The hellfire slid to the ground, burning there like a sea of flame. Patrick stared across it at where Hades stood. He hadn’t seen the Greek god of the Underworld since being put in the grave. He doubted whatever stalemate they’d endured in Salem, brokered by Persephone, would reach here, but a stalemate was no way to win a war.

“Drop your shield, Mulroney,” Patrick said.

“Are you fucking crazy?” she hissed.

“Just do it.”

Nadine drew her shield in closer rather than drop it, letting it surround herself and Spencer. The heat from the hellfire washed over Patrick like a muggy wave, turning the rain to steam around them. The sulfuric smell made Patrick want to gag, but he didn’t.

“If you want your daughter back, then get the fuck out of my way,” Patrick said.

Jono’s growl of agreement was loud enough to vibrate through Patrick’s chest from two feet away, his lover still pissed at what had happened in Salem.

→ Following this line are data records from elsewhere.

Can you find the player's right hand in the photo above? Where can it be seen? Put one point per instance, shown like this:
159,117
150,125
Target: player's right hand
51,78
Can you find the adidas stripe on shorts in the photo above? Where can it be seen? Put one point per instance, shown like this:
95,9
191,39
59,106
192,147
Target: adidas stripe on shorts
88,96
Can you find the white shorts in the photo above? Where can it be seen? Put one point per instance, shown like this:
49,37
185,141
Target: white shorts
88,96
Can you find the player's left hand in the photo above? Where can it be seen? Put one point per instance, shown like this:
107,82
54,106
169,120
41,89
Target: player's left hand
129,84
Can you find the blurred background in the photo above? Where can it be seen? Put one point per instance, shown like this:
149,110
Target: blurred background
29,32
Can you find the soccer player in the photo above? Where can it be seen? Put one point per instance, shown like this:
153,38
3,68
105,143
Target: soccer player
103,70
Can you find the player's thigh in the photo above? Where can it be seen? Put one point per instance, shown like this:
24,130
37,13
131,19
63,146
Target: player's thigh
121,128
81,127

“You know that’s not how this works,” Hades said.

“It could be. Your wife would want it to be.”

Hades’ expression twisted, hands curled, calling hellfire to him. “You know nothing.”

“Bullshit.”

He’d seen the way they’d looked at each other in Salem. For all her fury and demands, Patrick knew Persephone could forgive her husband even if she’d never forgive anyone else the transgressions Hades had let pass.

“I owe Persephone a debt. Let me pay it,” Patrick said.

“Your debt is meaningless when hell is already here.”

Patrick’s gaze snapped unbidden to the demon-infested sky above and the countless dead massed around them on the ground.

Hades raised his hands higher and gestured sharply, fingers spread wide. The hellfire surrounding them spun like a fire tornado, rising into the air. It was enough of a distraction for Patrick to miss Cerberus’ arrival, but Jono didn’t.

The three-headed beast charged through the circle of hellfire, but Jono met him halfway. Jono, with Fenrir’s help, forced Cerberus away from Patrick with vicious bites and swipes of his claws. The momentum of their fight sent them careening past the circle of hellfire, the dead clawing at their fur as demons screamed overhead.